Re Peachdart Ltd [1984] Ch 131 is a judicial decision relating to retention of title clauses, and the extent to which the vendor of a raw material can seek to assert title to goods into which those raw materials are subsequently worked. The court held that seeking to assert title to the subsequently worked goods had the effect of creating an equitable charge, which was void for non-registration under the Companies Act.

==Facts==
The company, Peachdart Ltd, carried on the business of manufacturing leather handbags. The company had granted a debenture to Barclays Bank which contained a floating charge over all of the company's assets. That floating charge was duly registered under the Companies Act 1948.

Freudenberg Leather Co Ltd supplied substantially all of the leather used by the company. The leather was sold under contracts of sale which included a retention of title clause. That clause provided not only did title to the leather remain vested in Freudenberg after delivery up until they time that they were paid, but that Freudenberg could trace their title into any goods into which the leather was worked.
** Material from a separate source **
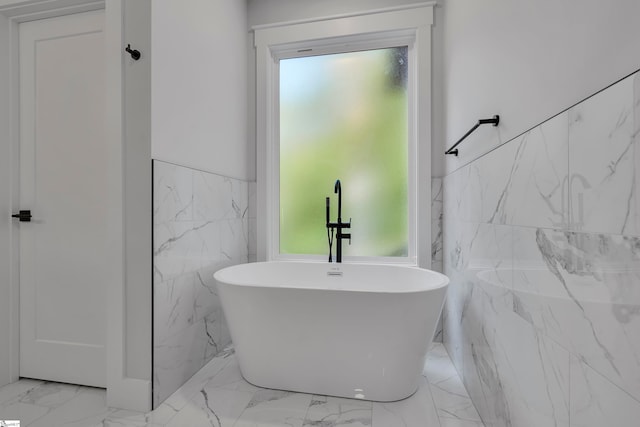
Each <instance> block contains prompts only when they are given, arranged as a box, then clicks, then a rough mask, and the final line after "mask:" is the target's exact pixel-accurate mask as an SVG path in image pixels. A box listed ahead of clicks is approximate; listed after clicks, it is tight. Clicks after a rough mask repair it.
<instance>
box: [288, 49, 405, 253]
mask: <svg viewBox="0 0 640 427" xmlns="http://www.w3.org/2000/svg"><path fill="white" fill-rule="evenodd" d="M407 70H408V67H407V47H406V46H405V47H395V48H385V49H375V50H366V51H358V52H348V53H339V54H331V55H319V56H308V57H300V58H290V59H282V60H280V253H282V254H328V243H327V230H326V228H325V219H326V218H325V197H327V196H330V197H331V219H332V220H333V221H335V219H336V215H337V212H336V211H337V204H338V203H337V195H336V194H334V192H333V189H334V183H335V181H336V179H340V181H341V184H342V193H343V194H342V220H343V221H348V220H349V218H351V220H352V226H351V230H349V232H350V233H351V235H352V236H353V237H352V242H351V245H348V244H347V242H345V243H344V244H343V254H344V255H345V256H368V257H372V256H373V257H404V256H407V253H408V191H407V186H408V98H407ZM333 251H334V253H335V243H334V249H333Z"/></svg>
The company began to experience financial difficulties, and on 10 August 1981 Barclays Bank appointed receivers. A dispute then arose as to which creditor had better title to the leather - Barclays Bank under the floating charge, or Freudenberg under the retention of title clause. The receivers challenged the clause on the basis that the power to trace title into subsequent products meant that the arrangement was effectively an equitable charge, which was void for non-registration.

==Decision==

The case came before Vinelott J.

The parties acknowledged that these issues had come before the courts several times, most notably in the leading cases of Aluminium Industrie Vaassen BV v Romalpa Aluminium Ltd [1976] 1 WLR 676, Re Bond Worth Ltd [1980] Ch 228 and Borden (UK) Ltd v Scottish Timber Products Ltd [1981] Ch 25. However counsel for Freudenberg sought to distinguish those cases, arguing that in the case of a leather handbag, the leather was still readily identifiable. It had simply been cut and restitched, but clearly not been destroyed by the process.

Vinelott J rejected that argument. He held that at law the manufacturing process essentially created a new species of property, and that an attempt to trace title into that property took effect as an equitable charge, and accordingly, that provision in the contract of sale was void for non-registration under the mandatory statutory provisions applicable to company charges.

==Authority==
As of 2013 this case is still accepted as authoritative.